Tyrell claims the structures of strong conservative though coupled with the increased grass-roots involvement and the uncontrolled nature of communication and media today spell the continued success of the conservative movement, and indeed it’s continued dominance and shaping of the discourse of America.

Matthew wrote Why Conservative, Christian?

Is America a Christian Nation?

Among those brothers and sisters who claim the name of Christ as their redeemer and Lord there are as many social ideas and political persuasions as there are sequins on a glam rockers vest. Or more.

Anybody who thinks all professed Christians believe a certain way about nearly any subject, even many subjects central to the faith, is misinformed or worse. They may be correct in believe that professing Christians ought to believe certain ways, but they are sadly mistaken if they think they actually do.

Especially in recent years, as traditionally more professedly secular ideologies have come to recognize the power and persuasion of faith-based arguments, no one political party or social movement or cultural idea can claim to be leading most Christians in it’s way.

However, there are many social ideas and political ideologies that Christians ought to agree on, and at least basically agree on their importance in the grand scheme of ideas.

First, we must agree that all aspects of life are related.
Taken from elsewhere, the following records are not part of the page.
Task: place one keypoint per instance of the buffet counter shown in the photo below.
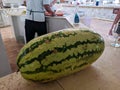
(104, 12)
(53, 24)
(104, 74)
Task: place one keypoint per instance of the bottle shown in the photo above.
(76, 18)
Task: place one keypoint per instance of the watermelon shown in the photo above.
(58, 54)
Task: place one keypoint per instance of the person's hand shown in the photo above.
(110, 32)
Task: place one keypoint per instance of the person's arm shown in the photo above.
(52, 3)
(117, 18)
(48, 9)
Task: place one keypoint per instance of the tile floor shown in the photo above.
(13, 47)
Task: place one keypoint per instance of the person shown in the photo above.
(115, 22)
(116, 28)
(52, 5)
(35, 18)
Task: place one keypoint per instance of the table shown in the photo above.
(104, 74)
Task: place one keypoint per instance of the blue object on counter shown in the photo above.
(76, 18)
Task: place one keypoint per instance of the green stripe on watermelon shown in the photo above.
(51, 46)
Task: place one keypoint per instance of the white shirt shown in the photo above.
(35, 10)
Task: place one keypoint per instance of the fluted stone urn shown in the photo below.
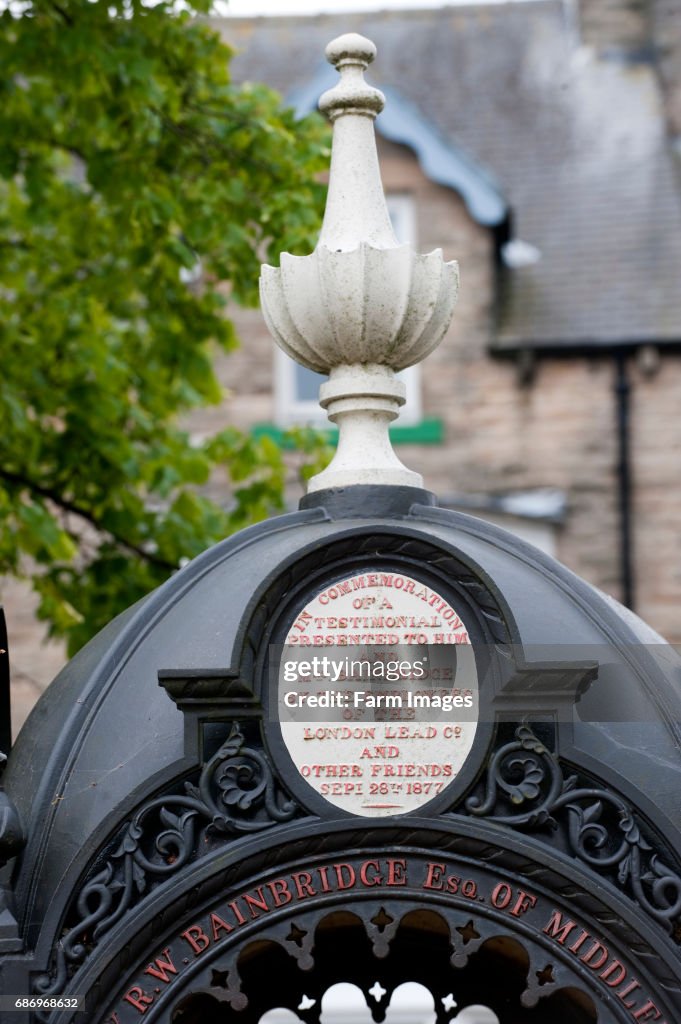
(360, 307)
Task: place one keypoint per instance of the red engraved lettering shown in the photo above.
(237, 912)
(257, 902)
(502, 896)
(627, 991)
(434, 877)
(217, 926)
(396, 871)
(281, 892)
(162, 968)
(523, 903)
(345, 876)
(197, 938)
(376, 879)
(138, 998)
(609, 970)
(326, 888)
(557, 929)
(303, 883)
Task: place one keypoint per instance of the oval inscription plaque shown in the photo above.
(378, 693)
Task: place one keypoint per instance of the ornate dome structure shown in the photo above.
(177, 825)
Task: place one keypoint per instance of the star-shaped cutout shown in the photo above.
(467, 932)
(296, 935)
(382, 920)
(377, 991)
(219, 979)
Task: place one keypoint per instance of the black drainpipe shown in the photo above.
(624, 477)
(5, 719)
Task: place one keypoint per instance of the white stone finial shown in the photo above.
(362, 306)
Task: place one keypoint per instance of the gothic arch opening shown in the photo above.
(354, 978)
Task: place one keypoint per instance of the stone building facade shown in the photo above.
(570, 114)
(569, 314)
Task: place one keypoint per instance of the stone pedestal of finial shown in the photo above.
(360, 307)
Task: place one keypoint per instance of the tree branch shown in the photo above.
(68, 506)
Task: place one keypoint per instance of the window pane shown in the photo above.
(307, 383)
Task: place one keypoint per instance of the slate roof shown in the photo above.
(577, 143)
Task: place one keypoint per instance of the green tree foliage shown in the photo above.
(128, 159)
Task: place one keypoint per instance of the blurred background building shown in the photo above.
(540, 144)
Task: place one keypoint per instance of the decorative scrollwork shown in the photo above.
(526, 788)
(236, 793)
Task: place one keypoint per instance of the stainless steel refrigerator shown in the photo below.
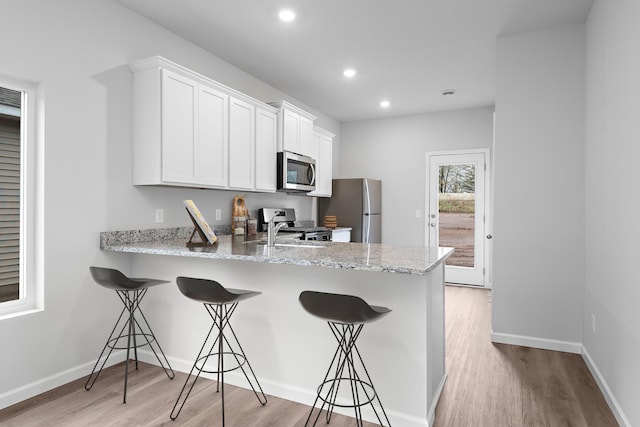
(356, 203)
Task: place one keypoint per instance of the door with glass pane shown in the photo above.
(456, 213)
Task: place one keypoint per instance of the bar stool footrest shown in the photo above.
(148, 339)
(335, 382)
(238, 358)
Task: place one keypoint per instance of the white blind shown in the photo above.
(9, 201)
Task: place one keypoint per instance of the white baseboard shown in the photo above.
(35, 388)
(431, 415)
(542, 343)
(606, 391)
(296, 394)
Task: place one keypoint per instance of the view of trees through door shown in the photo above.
(457, 196)
(456, 204)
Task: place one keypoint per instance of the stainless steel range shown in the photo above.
(288, 216)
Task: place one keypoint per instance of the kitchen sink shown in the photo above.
(300, 245)
(289, 243)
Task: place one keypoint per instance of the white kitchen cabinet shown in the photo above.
(178, 128)
(192, 131)
(212, 152)
(295, 129)
(323, 152)
(305, 136)
(265, 149)
(241, 145)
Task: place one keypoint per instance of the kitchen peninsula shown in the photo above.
(289, 349)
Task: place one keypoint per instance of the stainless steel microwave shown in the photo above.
(296, 173)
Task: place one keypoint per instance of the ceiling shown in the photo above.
(404, 51)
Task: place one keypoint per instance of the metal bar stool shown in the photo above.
(131, 326)
(220, 303)
(346, 316)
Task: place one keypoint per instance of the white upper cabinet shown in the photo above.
(241, 145)
(323, 151)
(266, 132)
(179, 137)
(192, 131)
(295, 128)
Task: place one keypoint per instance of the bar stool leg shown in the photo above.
(220, 314)
(131, 305)
(346, 335)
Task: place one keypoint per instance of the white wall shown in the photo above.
(539, 188)
(612, 291)
(394, 149)
(77, 51)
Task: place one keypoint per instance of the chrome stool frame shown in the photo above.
(131, 324)
(220, 304)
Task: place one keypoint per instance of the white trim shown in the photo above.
(31, 201)
(297, 394)
(431, 415)
(606, 391)
(35, 388)
(535, 342)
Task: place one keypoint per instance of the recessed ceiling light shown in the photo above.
(287, 15)
(349, 72)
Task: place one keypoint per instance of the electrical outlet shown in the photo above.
(159, 215)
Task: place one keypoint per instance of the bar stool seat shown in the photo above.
(133, 326)
(220, 303)
(346, 315)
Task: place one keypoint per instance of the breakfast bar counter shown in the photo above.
(288, 349)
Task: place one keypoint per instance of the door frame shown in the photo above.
(488, 216)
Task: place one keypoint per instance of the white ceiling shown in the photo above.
(406, 51)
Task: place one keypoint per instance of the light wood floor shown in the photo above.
(500, 385)
(488, 386)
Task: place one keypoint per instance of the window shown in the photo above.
(19, 292)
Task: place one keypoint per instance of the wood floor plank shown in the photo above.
(488, 385)
(498, 385)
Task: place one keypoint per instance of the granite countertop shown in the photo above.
(351, 256)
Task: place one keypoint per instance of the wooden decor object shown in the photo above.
(201, 227)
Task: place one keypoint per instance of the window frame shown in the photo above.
(31, 289)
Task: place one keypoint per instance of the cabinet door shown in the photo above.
(265, 150)
(305, 137)
(290, 131)
(212, 147)
(322, 147)
(325, 168)
(179, 96)
(241, 144)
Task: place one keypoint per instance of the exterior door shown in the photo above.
(457, 212)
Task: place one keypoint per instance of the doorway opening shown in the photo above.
(457, 186)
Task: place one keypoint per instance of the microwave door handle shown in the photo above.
(312, 169)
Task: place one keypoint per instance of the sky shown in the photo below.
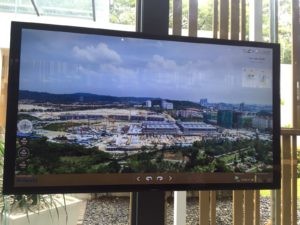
(61, 62)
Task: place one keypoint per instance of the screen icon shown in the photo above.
(149, 178)
(23, 152)
(24, 126)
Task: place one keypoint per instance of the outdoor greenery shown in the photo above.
(203, 156)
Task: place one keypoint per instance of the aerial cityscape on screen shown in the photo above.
(103, 104)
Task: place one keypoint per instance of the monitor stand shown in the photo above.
(148, 208)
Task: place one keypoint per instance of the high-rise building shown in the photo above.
(225, 118)
(166, 105)
(242, 107)
(203, 102)
(148, 104)
(237, 121)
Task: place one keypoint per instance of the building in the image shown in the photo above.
(159, 127)
(262, 123)
(225, 118)
(148, 103)
(204, 102)
(196, 128)
(166, 105)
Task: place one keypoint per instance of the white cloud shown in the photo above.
(160, 63)
(98, 53)
(116, 70)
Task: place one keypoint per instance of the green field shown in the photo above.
(267, 193)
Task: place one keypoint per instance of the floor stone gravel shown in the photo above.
(115, 211)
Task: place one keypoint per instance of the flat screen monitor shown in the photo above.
(92, 110)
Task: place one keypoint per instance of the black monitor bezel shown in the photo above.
(12, 104)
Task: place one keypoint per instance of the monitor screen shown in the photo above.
(99, 110)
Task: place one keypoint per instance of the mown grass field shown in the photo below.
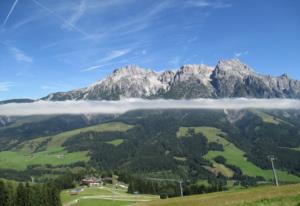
(54, 153)
(233, 155)
(103, 203)
(288, 195)
(103, 196)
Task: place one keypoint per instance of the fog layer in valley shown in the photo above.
(109, 107)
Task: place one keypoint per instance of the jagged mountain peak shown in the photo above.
(229, 78)
(234, 66)
(131, 70)
(196, 68)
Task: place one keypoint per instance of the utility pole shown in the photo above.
(272, 158)
(180, 185)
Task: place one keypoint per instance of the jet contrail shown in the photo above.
(61, 18)
(9, 13)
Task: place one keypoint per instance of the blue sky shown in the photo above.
(59, 45)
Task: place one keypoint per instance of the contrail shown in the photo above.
(9, 13)
(61, 18)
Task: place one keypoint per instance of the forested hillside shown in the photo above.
(202, 147)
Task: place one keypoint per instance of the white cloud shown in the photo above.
(111, 56)
(62, 19)
(10, 12)
(109, 107)
(20, 55)
(4, 86)
(208, 3)
(80, 10)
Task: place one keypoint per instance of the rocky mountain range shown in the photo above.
(230, 78)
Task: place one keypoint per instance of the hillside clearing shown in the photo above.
(234, 155)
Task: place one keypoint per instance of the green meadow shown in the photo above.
(233, 155)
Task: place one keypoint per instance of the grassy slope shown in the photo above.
(54, 153)
(103, 196)
(103, 203)
(233, 155)
(288, 195)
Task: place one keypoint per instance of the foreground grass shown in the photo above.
(233, 155)
(288, 195)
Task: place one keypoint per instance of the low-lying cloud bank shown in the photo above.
(110, 107)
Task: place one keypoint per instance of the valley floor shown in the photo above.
(288, 195)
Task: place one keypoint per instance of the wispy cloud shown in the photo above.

That words mean things, that ideas have consequences, that actions are the outward manifestations of inward ideas, though they can be easily controlled and manipulated to give a wrong impression, positive or negative. We must agree that out of the fullness of the heart the mouth speaks. We must agree that what one does in private is the truer measure of who they are than what they claim in public. We must accept that dishonesty in one part of a life will mean that person cannot be trusted in other ways either. This doesn’t mean we only accept perfection. It means, more than anything else, that we only trust God for those things that are rightfully His to do.

Second we must agree that there are standards of right and wrong, and they are not situationally or culturally defined. When Jesus said He was the only way to the Father, He wasn’t leaving options open. If you don’t believe Jesus is the only way, you’re very welcome to call yourself anything you please, except a Christian. We use labels to mean things and allow useful and necessary classification in order to function as a normal, healthy society. Co-opting a label that has meant one thing for centuries to mean something completely different is to no ones benefit except the deceiver. And referencing to point 1, such deception in more indicative of your own heart issues than any intolerance true Christians may or may not hold.

The same goes for other truths that are defined in human nature and through the Word of God. Killing of innocents is always unjust and immoral. It doesn’t matter if you’re all in a life raft and starving and the weak ones wouldn’t survive anyways. It doesn’t matter if you don’t want to live with the consequences of your actions. It doesn’t even matter if the choice was taken from you and forced upon you by evil people doing evil actions. Taking a life never expunges the memories or heals the wounds. It only adds to the pain and grief and lays actual and real and deserved blame on yourself. Abortion is murder. There is no argument that can change that plain and simple and very obvious fact. And to subscribe to and support any ideology that holds otherwise is to accept a huge burden of responsibility for the ugly truth that is our societies acceptance of this hideous and unconscionable act.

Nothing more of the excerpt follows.